Stuttgart - Firmen wie Google und Amazon demonstrieren eindrucksvoll, dass der neue Treibstoff der Arbeitswelt Daten sind – immer schneller fließende, immer größere Datenmengen. Bei Amazon wird auch die persönliche Leistung ständig durch eine Software namens Anytime Feedback Tool angestachelt. Mitarbeiter können damit jederzeit Lob oder Kritik über ihre Kollegen teilen.

 

Die „Picker“ in den riesigen Logistikzentren, die dafür zuständig sind, die bestellten Waren aus den Lagerregalen zu pflücken, sind Software-geführt und -überwacht. „Es geht nicht darum zu lernen, wo etwas ist“, sagt ein Manager nüchtern. Die kleinen Handhelds, mit denen die Picker durchs Lager navigiert werden, zählen die Sekunden, die es gedauert hat, dort hinzufinden. Die Amazon-Arbeiter versuchen, mit dem Effizienztakt der Maschinen Schritt zu halten. Anfang 2012 kaufte Amazon für 775 Millionen Dollar die Firma Kiva Systems, heute Amazon Robotics, die mobile Lagerroboter herstellt. Experten sehen durch die Maschinen ein Einsparpotenzial von zwischen 20 und 40 Prozent pro Bestellung.
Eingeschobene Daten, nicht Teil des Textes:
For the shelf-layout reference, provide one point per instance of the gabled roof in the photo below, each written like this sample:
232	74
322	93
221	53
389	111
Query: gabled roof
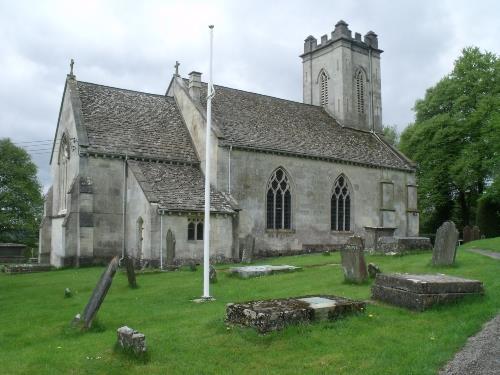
178	187
263	122
119	121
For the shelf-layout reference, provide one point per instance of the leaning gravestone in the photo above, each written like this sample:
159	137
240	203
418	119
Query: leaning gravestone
129	266
476	233
98	295
467	234
445	246
248	248
353	260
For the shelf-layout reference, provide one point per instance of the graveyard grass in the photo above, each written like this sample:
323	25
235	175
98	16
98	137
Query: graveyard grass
188	338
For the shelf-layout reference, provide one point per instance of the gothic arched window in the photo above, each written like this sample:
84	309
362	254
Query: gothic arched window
341	205
323	88
279	201
359	79
64	154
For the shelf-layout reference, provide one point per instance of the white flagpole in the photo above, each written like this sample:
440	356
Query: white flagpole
206	226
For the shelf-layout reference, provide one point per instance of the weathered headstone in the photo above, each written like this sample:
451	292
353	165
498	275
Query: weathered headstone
256	271
129	266
212	275
445	246
467	234
373	270
248	248
98	295
476	233
271	315
353	260
419	292
130	339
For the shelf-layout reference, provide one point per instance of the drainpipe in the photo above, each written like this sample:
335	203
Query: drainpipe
161	240
124	221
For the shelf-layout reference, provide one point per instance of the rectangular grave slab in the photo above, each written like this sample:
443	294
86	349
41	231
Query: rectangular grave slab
420	292
256	271
275	314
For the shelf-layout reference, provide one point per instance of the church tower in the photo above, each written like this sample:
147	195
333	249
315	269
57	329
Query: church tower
342	74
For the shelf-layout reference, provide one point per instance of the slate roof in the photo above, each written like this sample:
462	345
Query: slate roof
264	122
178	187
119	121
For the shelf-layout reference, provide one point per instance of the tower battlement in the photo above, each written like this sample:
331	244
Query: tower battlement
341	31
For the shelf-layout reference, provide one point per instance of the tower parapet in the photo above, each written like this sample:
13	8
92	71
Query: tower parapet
342	73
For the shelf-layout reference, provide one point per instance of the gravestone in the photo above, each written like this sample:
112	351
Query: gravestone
275	314
212	276
419	292
353	260
248	248
445	245
256	271
373	270
467	234
98	295
476	233
130	339
129	266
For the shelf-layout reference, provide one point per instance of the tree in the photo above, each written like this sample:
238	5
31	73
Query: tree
455	139
21	201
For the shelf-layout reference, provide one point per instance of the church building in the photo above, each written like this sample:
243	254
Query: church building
286	177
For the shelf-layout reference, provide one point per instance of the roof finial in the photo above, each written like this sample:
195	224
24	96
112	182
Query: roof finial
176	66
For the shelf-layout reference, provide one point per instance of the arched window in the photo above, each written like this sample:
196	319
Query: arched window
360	90
341	205
279	201
64	154
323	88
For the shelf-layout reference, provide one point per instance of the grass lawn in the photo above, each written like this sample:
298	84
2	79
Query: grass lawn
492	244
188	338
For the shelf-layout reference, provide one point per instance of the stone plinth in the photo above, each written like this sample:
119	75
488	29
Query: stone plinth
275	314
256	271
401	245
353	260
419	292
445	246
130	339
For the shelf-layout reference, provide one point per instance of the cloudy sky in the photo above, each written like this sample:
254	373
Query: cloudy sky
134	45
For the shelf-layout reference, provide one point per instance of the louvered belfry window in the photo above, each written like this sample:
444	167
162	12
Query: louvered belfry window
279	201
323	88
341	205
360	91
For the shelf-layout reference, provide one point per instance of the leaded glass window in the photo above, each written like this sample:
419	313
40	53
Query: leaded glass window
341	205
279	201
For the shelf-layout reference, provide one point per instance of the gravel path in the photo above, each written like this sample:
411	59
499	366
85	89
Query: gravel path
480	355
487	253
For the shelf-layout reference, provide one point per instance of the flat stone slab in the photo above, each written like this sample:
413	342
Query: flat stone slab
275	314
419	292
256	271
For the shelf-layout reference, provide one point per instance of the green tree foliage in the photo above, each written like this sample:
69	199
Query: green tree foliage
455	139
21	201
391	134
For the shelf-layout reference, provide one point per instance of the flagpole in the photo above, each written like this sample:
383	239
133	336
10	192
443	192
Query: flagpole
206	226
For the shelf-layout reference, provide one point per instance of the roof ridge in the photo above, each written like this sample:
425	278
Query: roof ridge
122	89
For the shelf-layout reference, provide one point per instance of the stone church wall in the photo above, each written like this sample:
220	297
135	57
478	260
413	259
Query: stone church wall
312	182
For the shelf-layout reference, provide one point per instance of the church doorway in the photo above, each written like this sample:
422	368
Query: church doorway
140	238
170	247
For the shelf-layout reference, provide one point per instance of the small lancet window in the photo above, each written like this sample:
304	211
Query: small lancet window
323	88
279	201
341	205
360	90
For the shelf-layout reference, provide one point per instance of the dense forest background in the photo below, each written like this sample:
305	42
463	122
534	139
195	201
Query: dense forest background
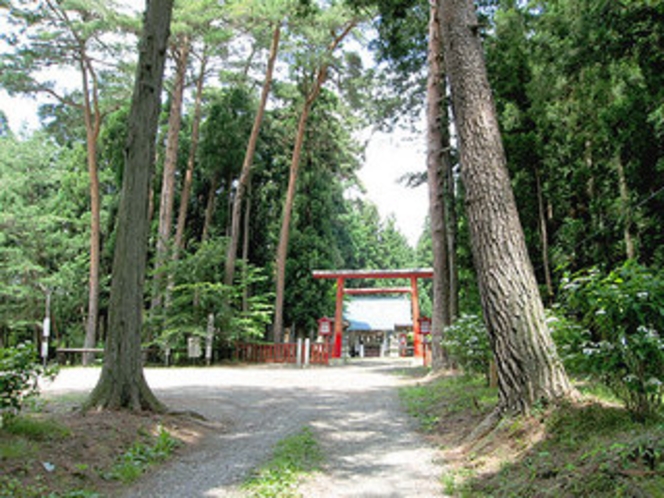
579	87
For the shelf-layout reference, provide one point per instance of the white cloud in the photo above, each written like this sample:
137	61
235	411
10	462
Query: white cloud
388	158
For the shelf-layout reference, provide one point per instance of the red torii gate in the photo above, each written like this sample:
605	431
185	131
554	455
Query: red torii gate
342	275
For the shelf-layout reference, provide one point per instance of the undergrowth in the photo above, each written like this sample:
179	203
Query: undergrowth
141	455
589	448
293	458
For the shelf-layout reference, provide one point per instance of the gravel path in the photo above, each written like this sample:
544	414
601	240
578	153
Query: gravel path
370	445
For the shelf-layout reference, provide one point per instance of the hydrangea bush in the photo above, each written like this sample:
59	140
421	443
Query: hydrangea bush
612	330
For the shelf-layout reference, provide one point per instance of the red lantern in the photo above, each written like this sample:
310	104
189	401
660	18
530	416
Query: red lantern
425	325
324	326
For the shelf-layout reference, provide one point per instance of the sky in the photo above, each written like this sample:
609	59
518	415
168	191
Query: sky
387	158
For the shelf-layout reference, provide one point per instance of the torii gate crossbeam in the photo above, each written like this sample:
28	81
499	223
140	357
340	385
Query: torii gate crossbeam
342	275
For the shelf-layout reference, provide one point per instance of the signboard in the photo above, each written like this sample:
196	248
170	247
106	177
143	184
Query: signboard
324	326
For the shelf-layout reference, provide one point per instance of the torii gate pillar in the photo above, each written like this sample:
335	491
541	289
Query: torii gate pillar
339	318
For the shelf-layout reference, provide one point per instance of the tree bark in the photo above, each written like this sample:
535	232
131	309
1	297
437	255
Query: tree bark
167	198
437	164
231	252
122	384
210	207
282	249
625	213
544	235
191	160
92	118
529	369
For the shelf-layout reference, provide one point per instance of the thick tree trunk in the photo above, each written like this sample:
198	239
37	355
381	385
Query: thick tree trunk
282	248
437	163
529	369
231	252
122	383
167	198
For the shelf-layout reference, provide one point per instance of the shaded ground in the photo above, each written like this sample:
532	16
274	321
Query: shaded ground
371	447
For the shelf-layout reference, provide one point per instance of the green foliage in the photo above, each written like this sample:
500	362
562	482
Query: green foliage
293	458
617	336
467	342
19	372
589	450
198	291
431	403
135	461
42	237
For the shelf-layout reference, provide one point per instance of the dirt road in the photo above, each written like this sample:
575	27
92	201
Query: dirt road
370	445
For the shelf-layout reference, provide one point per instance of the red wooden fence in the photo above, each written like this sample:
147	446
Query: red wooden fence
319	354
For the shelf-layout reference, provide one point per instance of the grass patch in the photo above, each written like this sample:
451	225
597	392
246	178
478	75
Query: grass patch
434	402
294	458
141	455
587	448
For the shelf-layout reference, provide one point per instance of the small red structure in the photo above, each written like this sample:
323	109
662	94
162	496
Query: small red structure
324	326
342	275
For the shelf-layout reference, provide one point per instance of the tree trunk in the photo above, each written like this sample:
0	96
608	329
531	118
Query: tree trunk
122	383
529	369
282	249
437	163
452	226
92	119
245	251
544	234
167	199
625	214
191	161
210	207
231	252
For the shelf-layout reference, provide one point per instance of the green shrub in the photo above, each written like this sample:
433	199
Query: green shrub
613	332
467	343
19	372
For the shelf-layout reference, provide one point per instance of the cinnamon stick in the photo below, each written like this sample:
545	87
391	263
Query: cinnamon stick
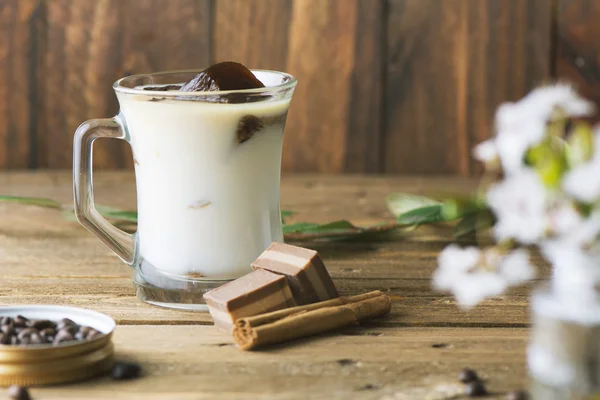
284	325
273	316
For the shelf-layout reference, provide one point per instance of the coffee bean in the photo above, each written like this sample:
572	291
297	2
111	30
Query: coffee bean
475	389
517	395
27	332
18	393
85	330
468	375
42	324
63	336
7	329
20	321
125	370
47	332
36	338
67	328
93	334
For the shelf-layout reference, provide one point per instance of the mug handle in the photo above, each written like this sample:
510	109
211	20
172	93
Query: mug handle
119	241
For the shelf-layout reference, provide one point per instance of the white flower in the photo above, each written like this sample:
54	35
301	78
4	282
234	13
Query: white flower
519	203
473	275
516	268
486	151
583	237
563	218
514	138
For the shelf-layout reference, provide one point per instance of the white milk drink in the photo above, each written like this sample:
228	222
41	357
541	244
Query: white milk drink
208	205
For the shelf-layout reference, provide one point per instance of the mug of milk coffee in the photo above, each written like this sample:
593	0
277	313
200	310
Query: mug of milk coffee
207	167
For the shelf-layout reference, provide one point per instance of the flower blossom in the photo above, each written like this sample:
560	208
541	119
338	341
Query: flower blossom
521	125
473	275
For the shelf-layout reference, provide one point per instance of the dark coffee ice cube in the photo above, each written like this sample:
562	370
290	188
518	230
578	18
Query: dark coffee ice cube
226	75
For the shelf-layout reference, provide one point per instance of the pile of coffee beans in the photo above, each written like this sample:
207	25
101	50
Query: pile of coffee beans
22	331
18	393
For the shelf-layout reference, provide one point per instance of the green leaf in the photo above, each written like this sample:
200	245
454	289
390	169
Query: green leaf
420	216
285	214
401	203
474	222
34	201
455	208
298	227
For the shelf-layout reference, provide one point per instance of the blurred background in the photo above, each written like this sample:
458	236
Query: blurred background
385	86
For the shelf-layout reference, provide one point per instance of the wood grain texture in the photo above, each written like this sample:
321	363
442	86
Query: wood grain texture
449	65
253	32
72	267
201	363
92	44
19	35
336	93
45	259
577	50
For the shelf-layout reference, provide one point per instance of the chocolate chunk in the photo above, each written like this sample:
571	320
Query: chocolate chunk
18	393
307	276
226	75
468	375
125	370
256	293
475	389
247	127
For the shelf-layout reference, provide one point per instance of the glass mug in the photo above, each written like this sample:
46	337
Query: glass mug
207	167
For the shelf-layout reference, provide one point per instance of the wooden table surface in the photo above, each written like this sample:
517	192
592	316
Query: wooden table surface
414	353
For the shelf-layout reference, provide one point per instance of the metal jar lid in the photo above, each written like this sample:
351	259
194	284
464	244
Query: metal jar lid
47	364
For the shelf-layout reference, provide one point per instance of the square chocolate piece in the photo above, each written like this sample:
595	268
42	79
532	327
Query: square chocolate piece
308	278
256	293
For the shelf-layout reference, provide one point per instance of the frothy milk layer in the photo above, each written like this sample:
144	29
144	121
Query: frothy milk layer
207	205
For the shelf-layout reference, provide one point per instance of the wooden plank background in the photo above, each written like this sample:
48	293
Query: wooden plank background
394	86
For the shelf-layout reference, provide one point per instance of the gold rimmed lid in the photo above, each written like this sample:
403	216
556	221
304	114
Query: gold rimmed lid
67	362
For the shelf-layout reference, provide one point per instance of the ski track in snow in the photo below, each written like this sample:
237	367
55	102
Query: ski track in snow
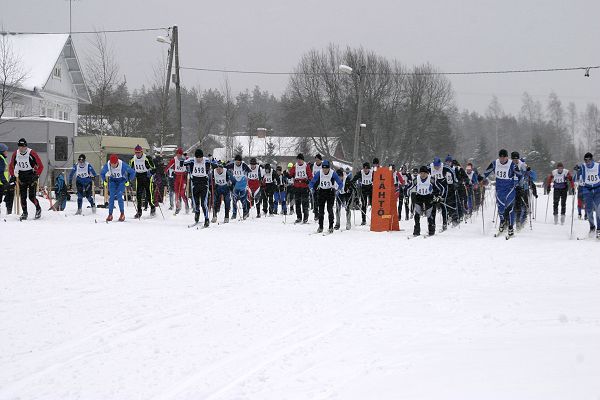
258	309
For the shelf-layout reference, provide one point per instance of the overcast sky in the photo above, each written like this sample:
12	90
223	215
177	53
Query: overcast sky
272	35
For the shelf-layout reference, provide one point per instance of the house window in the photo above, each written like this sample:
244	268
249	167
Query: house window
61	148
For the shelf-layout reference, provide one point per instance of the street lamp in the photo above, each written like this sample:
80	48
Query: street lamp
360	73
173	53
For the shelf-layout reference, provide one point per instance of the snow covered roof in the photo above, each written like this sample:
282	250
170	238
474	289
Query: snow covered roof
38	55
285	146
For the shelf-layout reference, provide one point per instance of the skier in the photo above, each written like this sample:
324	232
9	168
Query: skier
4	177
507	175
302	175
562	180
254	183
427	193
144	169
314	198
240	171
589	180
281	180
343	199
199	169
26	166
117	173
365	178
324	181
84	173
439	174
223	182
269	187
180	182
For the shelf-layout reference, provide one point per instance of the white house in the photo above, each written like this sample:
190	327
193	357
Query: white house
54	83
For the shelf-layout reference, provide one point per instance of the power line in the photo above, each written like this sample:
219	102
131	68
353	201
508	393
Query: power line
497	72
87	32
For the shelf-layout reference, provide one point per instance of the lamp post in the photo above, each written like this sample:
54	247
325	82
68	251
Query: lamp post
174	54
360	73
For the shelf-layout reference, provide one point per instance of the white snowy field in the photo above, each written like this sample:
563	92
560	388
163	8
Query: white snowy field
261	310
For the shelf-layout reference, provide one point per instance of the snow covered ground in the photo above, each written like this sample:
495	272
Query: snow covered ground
261	310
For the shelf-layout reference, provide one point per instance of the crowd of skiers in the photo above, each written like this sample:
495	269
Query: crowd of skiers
448	188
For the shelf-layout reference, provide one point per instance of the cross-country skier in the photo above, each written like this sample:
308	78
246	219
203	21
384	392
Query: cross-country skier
281	180
4	176
365	179
180	183
507	175
439	173
255	184
269	187
224	181
589	181
343	199
302	175
199	169
562	181
26	166
240	172
118	173
144	169
84	173
324	181
427	193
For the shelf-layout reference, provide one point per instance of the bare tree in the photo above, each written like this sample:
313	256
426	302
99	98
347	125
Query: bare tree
12	74
102	73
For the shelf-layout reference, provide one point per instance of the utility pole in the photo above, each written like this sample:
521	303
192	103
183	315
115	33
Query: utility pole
361	83
177	85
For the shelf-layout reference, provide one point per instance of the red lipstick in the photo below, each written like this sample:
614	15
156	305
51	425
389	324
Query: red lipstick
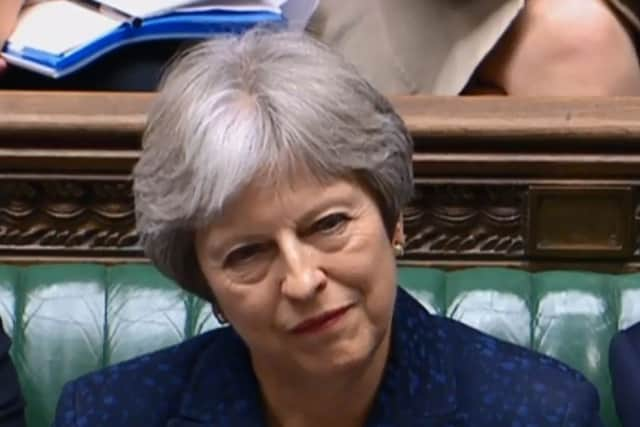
320	322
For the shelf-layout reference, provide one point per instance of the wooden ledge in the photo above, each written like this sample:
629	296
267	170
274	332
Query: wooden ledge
435	122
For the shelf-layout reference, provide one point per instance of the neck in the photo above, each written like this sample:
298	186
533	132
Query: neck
341	400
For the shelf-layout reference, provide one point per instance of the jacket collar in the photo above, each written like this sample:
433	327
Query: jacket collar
418	383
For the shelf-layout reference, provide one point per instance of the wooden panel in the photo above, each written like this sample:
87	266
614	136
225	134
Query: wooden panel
580	222
65	188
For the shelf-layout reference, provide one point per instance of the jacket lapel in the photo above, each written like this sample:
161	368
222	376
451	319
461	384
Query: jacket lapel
222	390
418	387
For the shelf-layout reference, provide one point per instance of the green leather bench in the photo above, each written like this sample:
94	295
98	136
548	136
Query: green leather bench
67	320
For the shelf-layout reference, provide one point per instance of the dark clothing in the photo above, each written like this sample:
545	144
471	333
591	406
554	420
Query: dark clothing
624	361
11	403
440	373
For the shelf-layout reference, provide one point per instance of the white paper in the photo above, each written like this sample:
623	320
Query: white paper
298	12
144	8
272	6
58	26
147	8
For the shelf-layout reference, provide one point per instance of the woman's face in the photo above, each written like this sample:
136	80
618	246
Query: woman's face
305	273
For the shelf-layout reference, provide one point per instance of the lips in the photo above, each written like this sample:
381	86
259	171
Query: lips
320	322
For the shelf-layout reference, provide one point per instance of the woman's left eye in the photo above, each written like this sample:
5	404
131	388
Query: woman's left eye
330	223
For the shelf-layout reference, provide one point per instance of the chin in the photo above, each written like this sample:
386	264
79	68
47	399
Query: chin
348	355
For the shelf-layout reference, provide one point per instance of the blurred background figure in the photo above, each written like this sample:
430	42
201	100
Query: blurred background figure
513	47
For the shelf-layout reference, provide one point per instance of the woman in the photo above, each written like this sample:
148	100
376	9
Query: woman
271	183
442	47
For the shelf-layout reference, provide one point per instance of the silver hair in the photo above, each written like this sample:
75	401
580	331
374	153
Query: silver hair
259	104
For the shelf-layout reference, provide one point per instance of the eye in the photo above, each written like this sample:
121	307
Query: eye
329	224
243	254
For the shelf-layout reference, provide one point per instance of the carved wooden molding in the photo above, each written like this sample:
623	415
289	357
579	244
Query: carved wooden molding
466	220
70	215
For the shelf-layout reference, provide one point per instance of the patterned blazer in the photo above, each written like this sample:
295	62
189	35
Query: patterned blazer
624	361
439	373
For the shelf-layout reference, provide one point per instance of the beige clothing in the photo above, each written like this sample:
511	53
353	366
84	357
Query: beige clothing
421	46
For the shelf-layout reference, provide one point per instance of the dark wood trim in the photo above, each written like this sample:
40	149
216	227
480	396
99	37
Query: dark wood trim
66	160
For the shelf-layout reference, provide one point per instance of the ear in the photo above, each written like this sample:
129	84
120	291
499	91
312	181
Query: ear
398	233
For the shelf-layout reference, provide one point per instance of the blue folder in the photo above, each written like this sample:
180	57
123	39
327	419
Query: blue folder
172	26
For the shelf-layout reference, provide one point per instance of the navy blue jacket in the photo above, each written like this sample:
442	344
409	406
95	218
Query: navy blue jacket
11	403
624	361
439	373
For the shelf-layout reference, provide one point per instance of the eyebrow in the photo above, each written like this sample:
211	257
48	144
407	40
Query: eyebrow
218	247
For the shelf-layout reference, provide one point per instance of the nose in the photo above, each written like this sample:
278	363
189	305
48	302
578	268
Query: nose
302	277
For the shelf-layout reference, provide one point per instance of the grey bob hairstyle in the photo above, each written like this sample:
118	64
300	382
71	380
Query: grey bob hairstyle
258	106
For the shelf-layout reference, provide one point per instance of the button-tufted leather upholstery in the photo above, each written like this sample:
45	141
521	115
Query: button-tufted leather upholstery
66	320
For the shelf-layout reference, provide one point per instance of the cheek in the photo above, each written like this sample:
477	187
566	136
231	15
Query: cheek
369	268
247	308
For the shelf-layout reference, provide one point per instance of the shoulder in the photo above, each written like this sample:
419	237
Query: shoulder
624	363
627	341
11	402
534	386
141	391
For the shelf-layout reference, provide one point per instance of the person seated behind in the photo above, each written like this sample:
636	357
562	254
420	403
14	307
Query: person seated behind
271	183
512	47
11	403
624	363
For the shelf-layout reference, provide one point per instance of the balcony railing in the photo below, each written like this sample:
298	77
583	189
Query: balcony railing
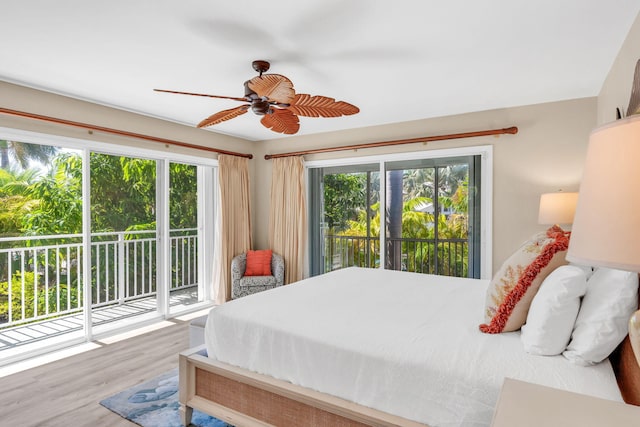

„Unsere Maschinen befreien den menschlichen Geist, indem sie ihm langweilige Routinearbeit abnehmen“, verkündete IBM-Präsident Thomas Watson in den fünfziger Jahren. „Aber diese Maschinen“, hielt Gewerkschaftsführer Walter Reuther dagegen, „befreien auch Millionen gelernter Arbeitskräfte von ihren Arbeitsplätzen.“ Heute ist ein digitaler Watson bei IBM zugange, der 2011 zwei menschliche Champions der Quizsendung „Jeopardy!“ geschlagen hat. Die künstliche Intelligenz Amelia der Firma IPsoft (Schlagzeile in den Medien: „Der Computer, der hinter deinem Job her ist“) scheint Watson noch zu übertreffen. Amelia spricht 21 Sprachen und hat Kunden in der Bank- und Versicherungswirtschaft und im Ölgeschäft. Der größten japanischen Einzelhandelskette dient sie als Kosmetikberaterin. Und sie kann 26 800 Gespräche gleichzeitig führen – es sieht also nicht gut aus für die Mitarbeiter in den Callcentern.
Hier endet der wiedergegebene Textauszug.